WASHINGTON -- Even as Enron Corp. Chairman Kenneth Lay boasted to employees of the company's growth, one of them privately warned him in August of the reckless practices that eventually brought down the energy-trading giant.
"I am incredibly nervous that we will implode in a wave of accounting scandals," the employee told Lay in a letter. A "veil of secrecy" surrounded Enron's partnerships, which were keeping huge amounts of Enron debt off the company's books, she said.
"It sure looks to the layman on the street that we are hiding losses," wrote the employee, who was identified by her Houston attorney as Sherron Watkins, Enron's vice president of corporate development.
She said several senior Enron employees "consistently and constantly" questioned the corporation's accounting methods to senior Enron officials, including Jeffrey Skilling, the chief executive officer. Skilling resigned in August.
In a telephone interview Monday night, Watkins' attorney, Philip Hilder, said Enron responded to the warning letter, but he would provide no details.
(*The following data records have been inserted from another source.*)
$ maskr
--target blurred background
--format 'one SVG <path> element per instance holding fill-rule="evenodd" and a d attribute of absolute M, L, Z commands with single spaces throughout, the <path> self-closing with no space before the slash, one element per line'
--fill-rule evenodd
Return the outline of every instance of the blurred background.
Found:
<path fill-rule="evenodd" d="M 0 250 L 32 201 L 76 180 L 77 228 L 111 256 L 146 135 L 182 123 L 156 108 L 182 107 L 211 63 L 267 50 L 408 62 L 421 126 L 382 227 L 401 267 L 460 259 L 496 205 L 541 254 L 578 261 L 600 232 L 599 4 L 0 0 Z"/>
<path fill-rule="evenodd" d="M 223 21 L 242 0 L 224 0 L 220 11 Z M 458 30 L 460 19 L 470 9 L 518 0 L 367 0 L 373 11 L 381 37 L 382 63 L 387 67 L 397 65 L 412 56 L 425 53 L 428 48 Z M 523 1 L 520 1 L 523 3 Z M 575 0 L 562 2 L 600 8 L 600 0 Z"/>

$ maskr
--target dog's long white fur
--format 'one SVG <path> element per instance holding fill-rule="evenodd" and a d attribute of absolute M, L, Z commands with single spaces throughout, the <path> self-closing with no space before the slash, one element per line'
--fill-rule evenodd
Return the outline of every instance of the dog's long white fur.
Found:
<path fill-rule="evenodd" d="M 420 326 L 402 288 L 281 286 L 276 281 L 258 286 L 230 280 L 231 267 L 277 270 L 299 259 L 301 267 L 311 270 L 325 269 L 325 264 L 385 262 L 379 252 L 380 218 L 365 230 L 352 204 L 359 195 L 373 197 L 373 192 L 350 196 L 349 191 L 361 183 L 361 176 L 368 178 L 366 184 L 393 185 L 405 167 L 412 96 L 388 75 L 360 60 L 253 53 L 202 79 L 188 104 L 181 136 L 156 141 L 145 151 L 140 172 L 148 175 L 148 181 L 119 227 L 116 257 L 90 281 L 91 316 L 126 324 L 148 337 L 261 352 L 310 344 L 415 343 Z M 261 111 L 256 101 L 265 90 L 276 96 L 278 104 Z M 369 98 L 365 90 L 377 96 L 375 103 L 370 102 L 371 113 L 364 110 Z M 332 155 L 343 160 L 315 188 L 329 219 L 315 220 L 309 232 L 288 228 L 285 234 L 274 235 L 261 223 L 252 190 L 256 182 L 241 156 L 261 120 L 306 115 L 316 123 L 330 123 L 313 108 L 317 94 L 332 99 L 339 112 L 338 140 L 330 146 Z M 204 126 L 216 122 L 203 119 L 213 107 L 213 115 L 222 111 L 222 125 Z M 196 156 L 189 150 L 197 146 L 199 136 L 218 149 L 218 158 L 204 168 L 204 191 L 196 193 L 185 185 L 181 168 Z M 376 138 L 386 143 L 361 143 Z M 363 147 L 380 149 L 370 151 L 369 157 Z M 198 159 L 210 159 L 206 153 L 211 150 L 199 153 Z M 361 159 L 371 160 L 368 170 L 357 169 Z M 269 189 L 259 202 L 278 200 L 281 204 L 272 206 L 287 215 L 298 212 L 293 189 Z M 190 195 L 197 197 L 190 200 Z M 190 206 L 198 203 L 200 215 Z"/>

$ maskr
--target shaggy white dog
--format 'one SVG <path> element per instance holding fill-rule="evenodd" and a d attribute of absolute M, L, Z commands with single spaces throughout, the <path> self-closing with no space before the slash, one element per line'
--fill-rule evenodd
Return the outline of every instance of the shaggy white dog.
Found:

Reps. Billy Tauzin, R-La., who is chairman of the House Energy and Commerce Committee, and James Greenwood, R-Pa., released excerpts from the letter to Lay on Monday. The two lawmakers demanded from Enron all records relating to a review of the employee's allegations as part of the panel's investigation of Enron.
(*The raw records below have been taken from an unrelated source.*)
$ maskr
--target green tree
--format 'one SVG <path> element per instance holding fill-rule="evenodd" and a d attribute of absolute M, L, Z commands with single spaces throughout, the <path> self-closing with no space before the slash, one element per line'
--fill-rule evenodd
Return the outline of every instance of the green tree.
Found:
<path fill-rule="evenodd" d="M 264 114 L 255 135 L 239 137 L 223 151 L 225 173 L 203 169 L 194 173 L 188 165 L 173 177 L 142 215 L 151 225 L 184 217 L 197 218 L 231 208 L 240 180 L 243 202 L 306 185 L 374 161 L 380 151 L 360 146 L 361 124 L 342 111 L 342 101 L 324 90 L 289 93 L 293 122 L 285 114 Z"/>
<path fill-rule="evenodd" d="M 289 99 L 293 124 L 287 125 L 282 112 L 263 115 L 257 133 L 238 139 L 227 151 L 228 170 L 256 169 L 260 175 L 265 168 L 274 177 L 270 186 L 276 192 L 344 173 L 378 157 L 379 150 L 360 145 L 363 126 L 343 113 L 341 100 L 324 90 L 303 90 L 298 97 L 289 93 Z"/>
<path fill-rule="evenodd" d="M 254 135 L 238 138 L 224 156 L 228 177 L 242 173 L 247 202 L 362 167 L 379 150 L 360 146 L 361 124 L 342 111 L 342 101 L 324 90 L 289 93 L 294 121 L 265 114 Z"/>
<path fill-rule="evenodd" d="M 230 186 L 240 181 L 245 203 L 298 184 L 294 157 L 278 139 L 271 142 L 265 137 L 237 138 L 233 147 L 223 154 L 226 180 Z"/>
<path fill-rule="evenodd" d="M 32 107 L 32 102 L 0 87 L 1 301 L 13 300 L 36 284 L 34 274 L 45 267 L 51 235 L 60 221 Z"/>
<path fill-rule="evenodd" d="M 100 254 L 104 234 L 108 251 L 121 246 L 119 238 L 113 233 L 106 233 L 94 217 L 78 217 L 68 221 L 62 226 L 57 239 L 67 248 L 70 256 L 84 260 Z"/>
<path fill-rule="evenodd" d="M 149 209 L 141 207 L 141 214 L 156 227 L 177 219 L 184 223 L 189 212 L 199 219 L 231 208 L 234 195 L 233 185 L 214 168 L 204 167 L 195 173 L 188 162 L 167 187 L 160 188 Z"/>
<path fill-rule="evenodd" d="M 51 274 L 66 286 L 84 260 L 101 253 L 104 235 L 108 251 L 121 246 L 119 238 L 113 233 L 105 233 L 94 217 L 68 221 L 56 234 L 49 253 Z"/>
Around the time of the August letter, Lay was telling the 20,000-strong work force that growth of the Houston-based company "has never been more certain." Two months later, Lay was phoning President Bush's Treasury and Commerce secretaries seeking help for Enron as it careened toward collapse and its stock price slid.
Employees and retirees helplessly watched their life savings dissolve last fall because the company prohibited them from selling the Enron shares that comprised the bulk of their retirement accounts.
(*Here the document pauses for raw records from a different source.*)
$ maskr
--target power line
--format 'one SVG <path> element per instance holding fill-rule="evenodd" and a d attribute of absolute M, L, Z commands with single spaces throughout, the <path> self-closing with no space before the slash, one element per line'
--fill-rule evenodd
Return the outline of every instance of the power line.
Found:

The company entered the biggest corporate bankruptcy in U.S. history on Dec. 2, leaving countless investors burned and thousands of employees out of work.
The Justice Department is conducting a criminal investigation of Enron. The Securities and Exchange Commission, which is examining in its civil probe the partnerships cited by Watkins in her letter, also is looking at whether the big banks that lent billions to Enron helped create the complex financial structure that led to its failure, The Wall Street Journal reported Tuesday.